Why Table-Driven Tests Fall Short
I love table-driven tests. They're clean, idiomatic, and they make code review easy. But here's the thing — when I was working on a settlement engine that processed card transactions, our table-driven tests had 94% coverage and still let a rounding bug slip into production. The bug only manifested when a specific sequence of partial refunds hit a currency with zero decimal places (like JPY). No one thought to write that test case, because no one imagined that exact scenario.
That's the fundamental problem. Table-driven tests only catch the bugs you can imagine. Financial systems fail in ways you can't.
We needed tests that could explore the input space on their own, verify outputs against known-good snapshots, and simulate the messy state transitions that real payment flows produce. Here's what we built.
Property-Based Testing for Payment Calculations
The idea behind property-based testing is simple: instead of specifying exact inputs and outputs, you define properties that should always hold true, and the framework generates hundreds of random inputs to try to break them.
For payment amount calculations, the properties are obvious once you think about them.
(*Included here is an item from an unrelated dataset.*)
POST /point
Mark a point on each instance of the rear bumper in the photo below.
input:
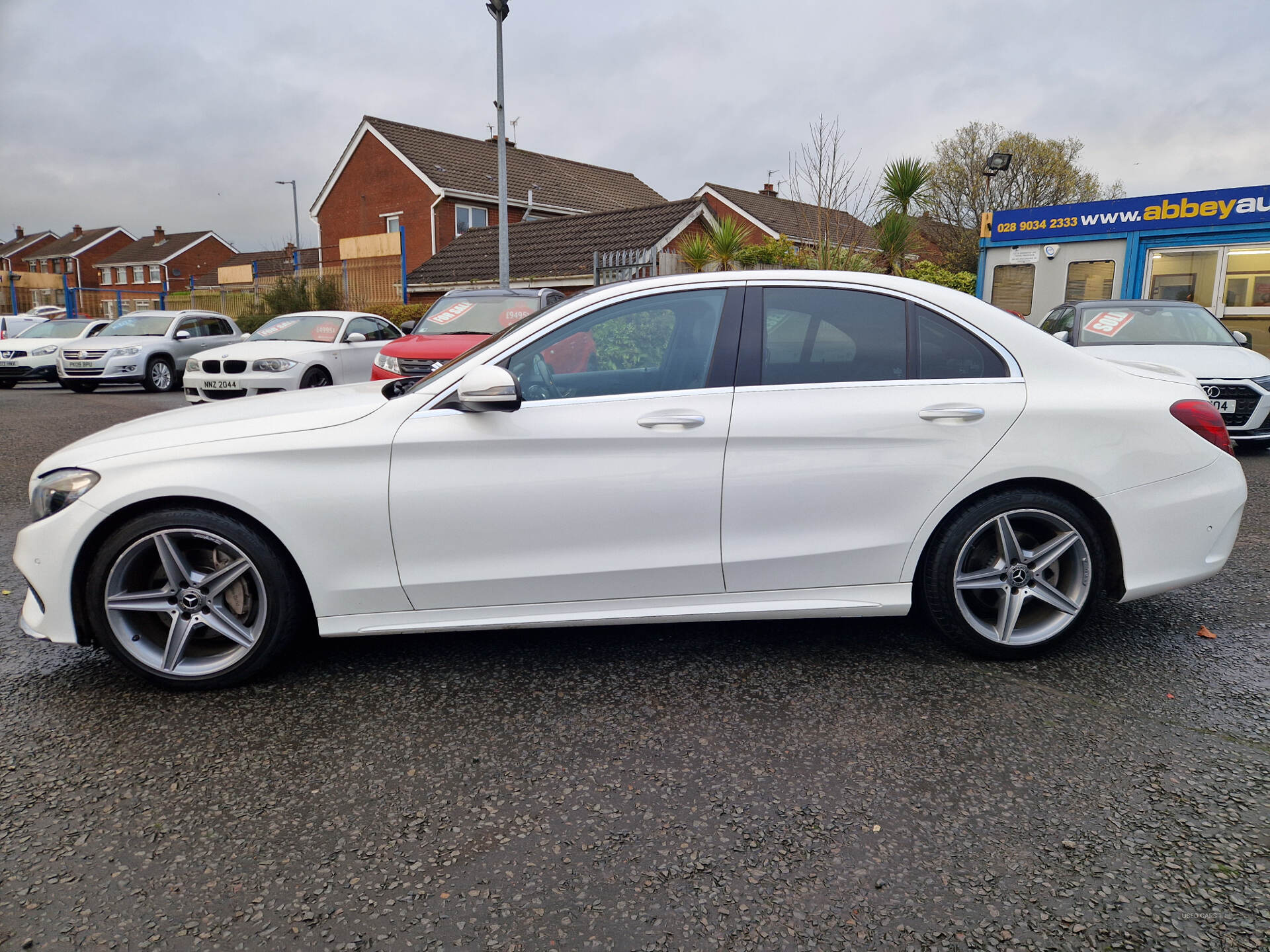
(1179, 531)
A charge followed by a full refund should always net to zero. Splitting a payment into N parts and summing them should equal the original. Converting USD to EUR and back should never drift by more than one minor unit.
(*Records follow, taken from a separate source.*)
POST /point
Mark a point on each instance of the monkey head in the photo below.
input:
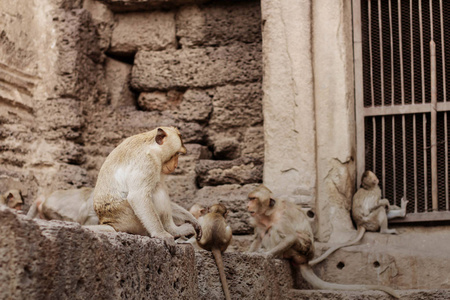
(13, 199)
(369, 180)
(197, 210)
(219, 209)
(171, 146)
(260, 201)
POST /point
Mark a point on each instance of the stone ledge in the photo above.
(369, 295)
(62, 260)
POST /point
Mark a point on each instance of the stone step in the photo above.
(368, 295)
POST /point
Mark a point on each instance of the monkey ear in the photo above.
(160, 135)
(272, 202)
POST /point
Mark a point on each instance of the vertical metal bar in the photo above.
(374, 124)
(359, 92)
(444, 78)
(372, 93)
(383, 154)
(412, 53)
(422, 67)
(446, 162)
(415, 161)
(433, 134)
(425, 167)
(393, 159)
(400, 36)
(380, 24)
(404, 155)
(391, 42)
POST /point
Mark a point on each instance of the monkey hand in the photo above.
(168, 240)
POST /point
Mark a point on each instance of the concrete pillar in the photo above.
(288, 102)
(334, 114)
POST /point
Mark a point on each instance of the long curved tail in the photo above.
(218, 257)
(359, 235)
(309, 275)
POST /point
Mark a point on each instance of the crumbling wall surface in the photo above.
(61, 260)
(50, 64)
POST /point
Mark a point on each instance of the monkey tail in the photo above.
(359, 235)
(309, 275)
(218, 257)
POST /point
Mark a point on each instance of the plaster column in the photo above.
(335, 123)
(288, 102)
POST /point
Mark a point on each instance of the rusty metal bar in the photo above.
(444, 78)
(433, 134)
(446, 162)
(380, 24)
(421, 52)
(400, 35)
(404, 155)
(393, 159)
(374, 124)
(372, 93)
(383, 154)
(425, 167)
(415, 161)
(391, 40)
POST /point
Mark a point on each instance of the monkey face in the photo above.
(170, 166)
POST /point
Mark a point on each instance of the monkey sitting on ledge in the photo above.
(13, 199)
(130, 194)
(370, 213)
(282, 230)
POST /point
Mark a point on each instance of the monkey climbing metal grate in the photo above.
(402, 58)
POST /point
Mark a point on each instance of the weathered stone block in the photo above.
(143, 30)
(196, 106)
(139, 5)
(219, 24)
(196, 67)
(216, 172)
(253, 143)
(237, 106)
(118, 82)
(159, 101)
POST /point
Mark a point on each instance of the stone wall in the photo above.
(88, 74)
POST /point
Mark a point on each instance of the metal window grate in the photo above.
(402, 58)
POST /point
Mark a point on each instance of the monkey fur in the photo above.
(216, 238)
(369, 213)
(283, 231)
(130, 194)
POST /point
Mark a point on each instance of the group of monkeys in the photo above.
(130, 196)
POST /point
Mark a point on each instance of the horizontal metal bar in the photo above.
(423, 217)
(404, 109)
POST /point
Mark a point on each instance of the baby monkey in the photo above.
(216, 237)
(370, 213)
(282, 230)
We used Go's built-in testing/quick package initially, then moved to pgregory.net/rapid for better shrinking and custom generators. Here's a simplified version of what our property tests looked like:
func TestRefundNetsToZero(t *testing.T) {
rapid.Check(t, func(t *rapid.T) {
amount := rapid.Int64Range(1, 999999999).Draw(t, "amount")
currency := rapid.SampledFrom([]string{"USD", "EUR", "GBP", "JPY"}).Draw(t, "currency")
charge := NewMoney(amount, currency)
refund := charge.Negate()
result := charge.Add(refund)
if result.Amount != 0 {
t.Fatalf("charge + full refund != 0: got %d for %s %d",
result.Amount, currency, amount)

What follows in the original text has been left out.